Josh Herbert, a 2008 graduate of Onalaska High School, was lead programmer on a 12-person team from UW-Stout that designed Flash Frozen, a horror-survival game in which players must escape from the sinking ruins of a haunted cruise ship. The game won the inaugural Electronic Entertainment Expo College Game Competition held June 11-13 in Los Angeles. Put on by the Entertainment Software Association and geared toward industry professionals, E3 drew more than 48,000 attendees from 102 countries.
Flash Frozen was the capstone project for a two-semester game design and development course at UW-Stout. It was one of five finalists narrowed from more than the more than 400 colleges invited to submit entries to E3.
Herbert and his team tied for the win with a team from Savannah College of Art and Design from Savannah, Ga.
“We never imagined we would win,” Herbert said. “One of the most surprising things for the entire team was what a positive reaction we got to it.”
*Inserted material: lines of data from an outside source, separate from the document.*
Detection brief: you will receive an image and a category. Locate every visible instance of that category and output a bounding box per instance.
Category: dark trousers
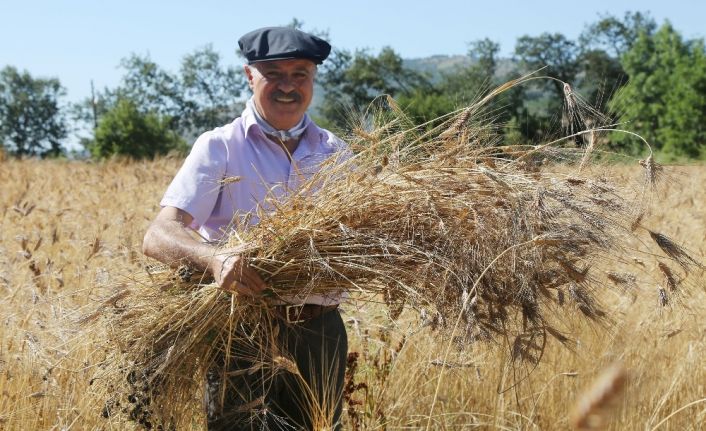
[205,309,348,430]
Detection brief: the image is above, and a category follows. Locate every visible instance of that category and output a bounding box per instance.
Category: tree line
[1,12,705,160]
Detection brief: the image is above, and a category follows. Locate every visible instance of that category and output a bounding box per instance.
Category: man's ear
[243,65,255,89]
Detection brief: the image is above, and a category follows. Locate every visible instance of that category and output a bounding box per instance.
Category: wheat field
[0,157,704,430]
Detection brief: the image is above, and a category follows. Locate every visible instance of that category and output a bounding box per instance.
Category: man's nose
[276,76,296,93]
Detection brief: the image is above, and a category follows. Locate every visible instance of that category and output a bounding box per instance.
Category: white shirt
[161,103,349,305]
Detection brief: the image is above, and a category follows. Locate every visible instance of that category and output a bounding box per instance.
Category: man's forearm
[143,219,218,272]
[143,207,266,294]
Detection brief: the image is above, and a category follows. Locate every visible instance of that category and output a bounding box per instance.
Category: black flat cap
[238,27,331,65]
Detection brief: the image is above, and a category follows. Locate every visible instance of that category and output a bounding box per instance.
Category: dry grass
[338,160,706,431]
[83,79,705,428]
[1,90,705,429]
[0,157,704,430]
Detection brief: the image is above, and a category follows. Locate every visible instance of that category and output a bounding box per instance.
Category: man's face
[245,59,316,130]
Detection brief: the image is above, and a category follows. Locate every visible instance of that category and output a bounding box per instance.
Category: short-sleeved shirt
[160,103,348,305]
[162,104,347,241]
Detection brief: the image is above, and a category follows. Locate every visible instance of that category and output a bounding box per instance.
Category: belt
[274,304,339,324]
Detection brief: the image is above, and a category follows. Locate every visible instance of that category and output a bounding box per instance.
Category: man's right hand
[210,250,268,297]
[143,206,268,297]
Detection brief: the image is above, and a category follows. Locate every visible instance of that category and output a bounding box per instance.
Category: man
[142,27,348,430]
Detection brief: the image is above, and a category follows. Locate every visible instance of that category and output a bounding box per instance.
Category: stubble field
[0,157,704,430]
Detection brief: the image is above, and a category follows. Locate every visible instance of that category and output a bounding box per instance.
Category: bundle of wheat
[85,76,702,428]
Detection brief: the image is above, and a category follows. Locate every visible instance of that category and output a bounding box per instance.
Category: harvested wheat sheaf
[85,76,702,428]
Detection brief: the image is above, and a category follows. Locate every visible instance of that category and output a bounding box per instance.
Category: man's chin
[269,110,306,129]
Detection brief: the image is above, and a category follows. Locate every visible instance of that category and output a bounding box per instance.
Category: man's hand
[210,250,268,297]
[143,207,268,297]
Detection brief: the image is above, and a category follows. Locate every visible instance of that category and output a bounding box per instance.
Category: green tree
[440,38,500,101]
[396,90,456,125]
[87,98,184,159]
[610,22,706,158]
[75,46,245,156]
[433,38,537,139]
[513,33,584,143]
[660,38,706,157]
[72,55,180,146]
[575,49,626,111]
[179,46,246,136]
[515,33,580,102]
[318,47,433,129]
[0,66,67,157]
[114,47,245,136]
[577,11,657,111]
[117,54,183,121]
[579,11,657,58]
[512,27,635,142]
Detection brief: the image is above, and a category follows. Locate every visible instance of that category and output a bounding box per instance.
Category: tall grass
[0,104,704,429]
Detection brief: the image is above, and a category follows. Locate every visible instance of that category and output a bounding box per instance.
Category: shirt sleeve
[160,132,227,229]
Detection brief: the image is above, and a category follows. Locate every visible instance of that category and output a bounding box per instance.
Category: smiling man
[142,27,349,430]
[247,59,315,127]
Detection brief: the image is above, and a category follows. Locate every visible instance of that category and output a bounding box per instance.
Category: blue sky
[1,0,704,104]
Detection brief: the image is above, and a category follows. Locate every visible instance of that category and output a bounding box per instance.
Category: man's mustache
[271,91,302,102]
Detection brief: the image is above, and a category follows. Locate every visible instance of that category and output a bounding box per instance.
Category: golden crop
[0,157,704,430]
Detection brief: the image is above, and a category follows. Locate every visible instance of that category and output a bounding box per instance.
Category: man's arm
[142,206,266,296]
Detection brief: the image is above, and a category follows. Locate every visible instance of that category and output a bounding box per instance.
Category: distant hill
[404,54,518,81]
[404,55,473,81]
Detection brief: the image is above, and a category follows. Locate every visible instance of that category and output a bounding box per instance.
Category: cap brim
[247,55,322,65]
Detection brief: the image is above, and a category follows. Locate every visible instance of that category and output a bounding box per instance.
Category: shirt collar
[241,101,321,159]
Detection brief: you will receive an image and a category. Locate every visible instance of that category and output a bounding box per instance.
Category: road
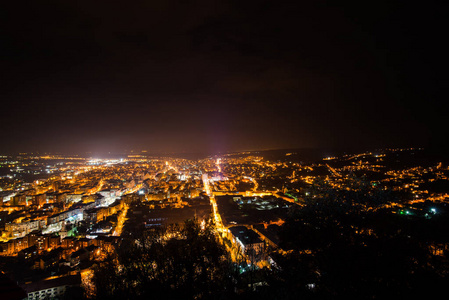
[202,176,225,233]
[113,204,128,236]
[326,164,341,177]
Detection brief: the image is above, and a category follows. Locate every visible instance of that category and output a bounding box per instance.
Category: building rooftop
[229,226,263,245]
[20,274,81,294]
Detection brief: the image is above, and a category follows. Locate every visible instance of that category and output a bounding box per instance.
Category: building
[228,226,264,255]
[20,274,81,300]
[4,220,40,238]
[0,191,16,206]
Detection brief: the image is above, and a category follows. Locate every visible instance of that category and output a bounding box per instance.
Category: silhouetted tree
[276,176,449,299]
[92,218,236,299]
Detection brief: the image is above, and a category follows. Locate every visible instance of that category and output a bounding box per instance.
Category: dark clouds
[0,0,446,154]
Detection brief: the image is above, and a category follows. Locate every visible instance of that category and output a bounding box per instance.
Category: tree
[91,218,236,299]
[275,176,449,299]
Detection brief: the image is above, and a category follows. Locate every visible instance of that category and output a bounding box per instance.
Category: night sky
[0,1,446,155]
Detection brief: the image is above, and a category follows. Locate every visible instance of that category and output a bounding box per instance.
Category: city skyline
[1,147,448,299]
[1,2,448,298]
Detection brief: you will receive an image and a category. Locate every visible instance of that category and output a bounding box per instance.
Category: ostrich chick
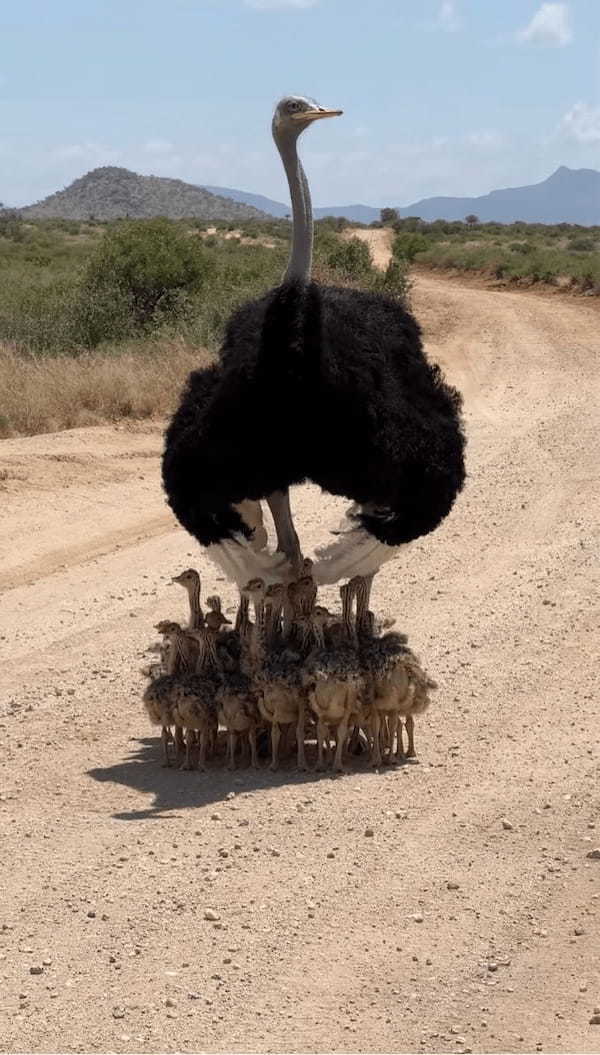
[243,577,307,772]
[303,581,362,772]
[353,576,434,763]
[142,621,193,765]
[216,594,261,769]
[171,612,225,770]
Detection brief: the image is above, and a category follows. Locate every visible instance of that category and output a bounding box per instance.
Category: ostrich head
[172,568,200,590]
[272,96,342,142]
[265,582,287,606]
[154,619,183,639]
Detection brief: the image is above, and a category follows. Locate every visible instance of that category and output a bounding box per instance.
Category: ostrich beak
[292,108,343,122]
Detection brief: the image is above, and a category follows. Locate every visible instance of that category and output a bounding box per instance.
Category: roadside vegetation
[0,208,596,437]
[379,209,600,292]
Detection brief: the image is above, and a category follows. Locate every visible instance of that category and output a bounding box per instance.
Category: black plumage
[162,94,466,582]
[162,279,466,550]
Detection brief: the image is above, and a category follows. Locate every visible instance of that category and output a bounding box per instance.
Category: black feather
[162,281,466,548]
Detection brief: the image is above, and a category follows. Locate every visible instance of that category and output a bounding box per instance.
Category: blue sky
[1,0,598,208]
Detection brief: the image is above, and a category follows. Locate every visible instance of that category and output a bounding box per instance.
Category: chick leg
[405,714,416,759]
[270,721,281,772]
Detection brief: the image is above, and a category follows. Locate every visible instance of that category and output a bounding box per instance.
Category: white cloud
[144,138,175,155]
[435,1,461,32]
[466,129,505,149]
[52,142,121,165]
[244,0,317,9]
[559,102,600,143]
[517,3,572,46]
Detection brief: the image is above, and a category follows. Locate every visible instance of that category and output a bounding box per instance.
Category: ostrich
[162,95,465,591]
[172,610,225,769]
[142,620,195,765]
[172,568,204,628]
[353,575,435,763]
[243,577,308,771]
[303,581,363,772]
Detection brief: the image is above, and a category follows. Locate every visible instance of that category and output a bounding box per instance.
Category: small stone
[590,1014,600,1025]
[29,966,43,975]
[226,792,235,800]
[269,848,281,857]
[447,881,460,890]
[412,913,424,923]
[501,819,514,831]
[87,910,96,918]
[364,828,375,838]
[42,958,52,966]
[579,983,588,992]
[210,814,221,821]
[488,962,498,972]
[574,926,585,936]
[204,909,220,921]
[112,1006,126,1019]
[165,997,177,1008]
[326,852,335,859]
[586,848,600,860]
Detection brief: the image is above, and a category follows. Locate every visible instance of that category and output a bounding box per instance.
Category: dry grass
[0,340,212,438]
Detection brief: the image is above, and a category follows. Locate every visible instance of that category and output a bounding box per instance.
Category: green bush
[372,257,412,304]
[508,242,533,254]
[392,232,429,262]
[327,237,373,279]
[568,236,596,252]
[80,219,210,340]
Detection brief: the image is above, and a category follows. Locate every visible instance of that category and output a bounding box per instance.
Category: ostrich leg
[266,490,302,576]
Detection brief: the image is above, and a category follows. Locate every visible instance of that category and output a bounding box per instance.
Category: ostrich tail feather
[312,524,402,585]
[206,536,292,588]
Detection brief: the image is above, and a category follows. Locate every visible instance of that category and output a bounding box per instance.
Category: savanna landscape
[1,203,599,1053]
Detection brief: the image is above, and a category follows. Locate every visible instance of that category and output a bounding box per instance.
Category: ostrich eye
[287,100,302,112]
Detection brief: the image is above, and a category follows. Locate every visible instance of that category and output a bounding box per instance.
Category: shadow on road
[86,734,381,821]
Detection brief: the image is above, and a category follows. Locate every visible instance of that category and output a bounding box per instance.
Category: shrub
[380,207,399,226]
[327,237,373,279]
[0,211,24,242]
[372,257,412,304]
[568,236,596,252]
[392,232,429,263]
[80,219,210,342]
[465,214,479,225]
[508,241,534,254]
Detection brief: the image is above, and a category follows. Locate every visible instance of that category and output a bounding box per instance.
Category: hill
[204,185,378,223]
[207,167,600,226]
[398,166,600,226]
[17,167,269,221]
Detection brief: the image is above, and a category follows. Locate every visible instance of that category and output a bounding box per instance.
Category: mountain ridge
[6,165,598,226]
[205,166,600,226]
[13,167,269,221]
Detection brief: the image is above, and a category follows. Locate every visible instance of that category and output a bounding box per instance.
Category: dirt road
[1,273,599,1054]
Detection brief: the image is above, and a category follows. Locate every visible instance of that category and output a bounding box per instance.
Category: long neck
[278,136,313,283]
[168,629,190,675]
[250,601,266,672]
[187,580,203,630]
[341,587,357,646]
[235,594,249,634]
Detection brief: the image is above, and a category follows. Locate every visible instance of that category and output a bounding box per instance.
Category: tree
[465,213,479,225]
[327,237,373,279]
[82,218,209,328]
[77,218,211,345]
[392,232,429,263]
[380,207,399,226]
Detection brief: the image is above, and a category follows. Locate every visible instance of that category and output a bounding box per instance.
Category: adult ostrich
[162,96,465,589]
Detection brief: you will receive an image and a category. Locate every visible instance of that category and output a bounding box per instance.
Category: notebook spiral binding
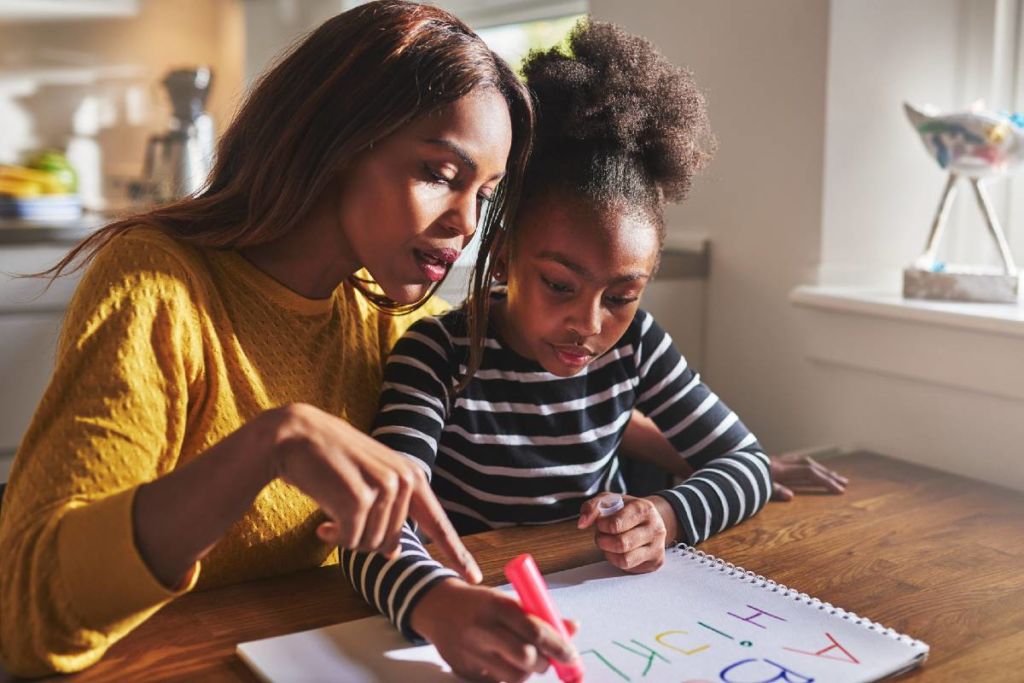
[670,544,929,653]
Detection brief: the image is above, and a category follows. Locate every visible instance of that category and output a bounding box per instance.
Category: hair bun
[522,19,714,202]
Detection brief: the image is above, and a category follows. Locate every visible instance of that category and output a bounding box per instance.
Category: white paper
[237,548,928,682]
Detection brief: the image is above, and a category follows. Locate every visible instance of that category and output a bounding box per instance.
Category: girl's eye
[604,295,639,308]
[541,276,573,294]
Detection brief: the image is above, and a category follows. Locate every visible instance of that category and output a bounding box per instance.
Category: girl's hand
[266,403,481,583]
[770,451,849,501]
[410,580,580,683]
[578,494,676,573]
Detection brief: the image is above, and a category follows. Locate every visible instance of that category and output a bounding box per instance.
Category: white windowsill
[790,284,1024,338]
[790,284,1024,402]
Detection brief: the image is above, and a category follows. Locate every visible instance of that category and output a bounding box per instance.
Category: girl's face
[337,89,513,304]
[497,196,661,376]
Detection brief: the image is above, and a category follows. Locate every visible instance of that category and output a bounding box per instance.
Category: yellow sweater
[0,227,448,676]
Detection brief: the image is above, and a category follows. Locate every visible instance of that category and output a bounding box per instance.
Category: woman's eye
[541,276,572,294]
[424,163,456,184]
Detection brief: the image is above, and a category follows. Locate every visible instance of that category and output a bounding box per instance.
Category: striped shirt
[341,299,771,640]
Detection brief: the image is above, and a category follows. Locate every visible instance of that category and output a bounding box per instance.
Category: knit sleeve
[339,314,461,641]
[0,231,205,676]
[631,311,772,546]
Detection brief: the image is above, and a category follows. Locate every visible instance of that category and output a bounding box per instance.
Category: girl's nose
[570,297,602,338]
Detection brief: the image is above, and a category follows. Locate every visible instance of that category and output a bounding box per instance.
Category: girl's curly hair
[519,18,714,228]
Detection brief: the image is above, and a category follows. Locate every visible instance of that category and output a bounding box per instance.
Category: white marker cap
[596,494,625,517]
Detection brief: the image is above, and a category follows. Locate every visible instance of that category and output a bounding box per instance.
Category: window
[476,13,584,71]
[948,0,1024,269]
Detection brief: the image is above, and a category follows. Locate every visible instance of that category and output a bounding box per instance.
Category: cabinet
[0,1,138,22]
[0,239,82,481]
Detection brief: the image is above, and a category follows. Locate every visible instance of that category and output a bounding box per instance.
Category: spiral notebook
[237,545,929,682]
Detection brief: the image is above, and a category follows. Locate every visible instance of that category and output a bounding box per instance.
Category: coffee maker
[139,67,215,203]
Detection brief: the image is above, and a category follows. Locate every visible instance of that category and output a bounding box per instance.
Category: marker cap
[597,494,625,517]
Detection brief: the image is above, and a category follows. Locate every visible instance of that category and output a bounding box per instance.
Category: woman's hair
[42,0,533,380]
[512,18,714,246]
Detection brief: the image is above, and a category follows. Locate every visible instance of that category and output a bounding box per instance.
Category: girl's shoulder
[400,301,468,344]
[622,307,658,344]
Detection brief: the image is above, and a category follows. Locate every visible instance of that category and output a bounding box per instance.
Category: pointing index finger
[410,484,482,584]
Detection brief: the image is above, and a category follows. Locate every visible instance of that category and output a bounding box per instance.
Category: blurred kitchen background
[2,1,1023,492]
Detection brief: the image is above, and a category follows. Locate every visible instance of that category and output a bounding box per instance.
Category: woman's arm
[0,246,474,676]
[620,410,694,478]
[134,403,477,588]
[620,413,848,503]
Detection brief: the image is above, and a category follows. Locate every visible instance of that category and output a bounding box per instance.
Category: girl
[0,1,532,675]
[342,19,772,683]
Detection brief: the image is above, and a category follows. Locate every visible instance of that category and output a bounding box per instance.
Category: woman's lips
[413,248,459,282]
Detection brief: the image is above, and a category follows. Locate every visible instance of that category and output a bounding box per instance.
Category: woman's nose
[442,192,478,237]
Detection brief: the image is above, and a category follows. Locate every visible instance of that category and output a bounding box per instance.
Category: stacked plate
[0,194,83,222]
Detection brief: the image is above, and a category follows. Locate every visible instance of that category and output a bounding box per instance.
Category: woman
[0,1,532,675]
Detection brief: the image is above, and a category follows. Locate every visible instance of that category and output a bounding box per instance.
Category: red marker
[504,553,584,683]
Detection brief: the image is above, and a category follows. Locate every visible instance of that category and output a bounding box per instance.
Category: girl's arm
[339,315,462,640]
[581,312,772,575]
[341,314,579,681]
[632,312,772,546]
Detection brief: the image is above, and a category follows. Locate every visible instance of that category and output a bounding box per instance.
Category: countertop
[0,214,110,246]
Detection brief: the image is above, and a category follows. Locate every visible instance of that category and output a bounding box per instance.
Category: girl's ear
[492,243,510,283]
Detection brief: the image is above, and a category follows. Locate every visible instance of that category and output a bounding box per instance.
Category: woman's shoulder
[94,225,206,278]
[69,225,213,322]
[80,225,220,298]
[57,225,212,363]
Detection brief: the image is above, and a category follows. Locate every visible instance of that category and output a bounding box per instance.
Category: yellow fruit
[0,165,66,194]
[27,150,77,193]
[0,176,44,198]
Creating an outstanding video game is a challenge that requires countless hours of work, planning and attention to detail, said Dianne Christie, program director for the game design and development program at UW-Stout. Many students are interested in the program because they enjoy video games as a hobby, but it takes a special kind of dedication to be successful as a developer.
“Playing games is fun, making games is work,” she said.
Flash Frozen stands out among other student-designed games because it creates a mood, Herbert said. Typically, first-time game designers gravitate toward shooting or running games, but Flash Frozen is more about the playing experience of navigating through a map with minimal display clues.
“It required a lot of design work,” Herbert said. “We had to use noises and various environmental things to give (players) feedback.”
Founded in 2009, the game design and development program at UW-Stout is still relatively new, but it has been quickly gaining national attention. The Princeton Review named it one of the top 30 programs in the United States and Canada for 2013, and it was the only program in Wisconsin or Minnesota to earn the distinction based on a 2012 survey of administrators from 150 schools.
“Entertainment games are big industry, but there are also serious games — things that are used for training, education and simulation,” Christie said. “Those are expanding as well.”
Herbert, who graduated from UW-Stout in May with a double major in applied mathematics and computer science with an emphasis in game design and development, currently works as a mobile software engineer for Thomson Reuters in the Twin Cities.
A few companies approached him about the possibility of publishing Flash Frozen, but in the meantime, his team is still working on a “final build” of the software, which eventually will be available for download at www.flashfrozengame.com for PC or Mac.
“I’m planning on doing a couple more games,” Herbert said. “But for now, I’m pretty happy to stay as a software developer.”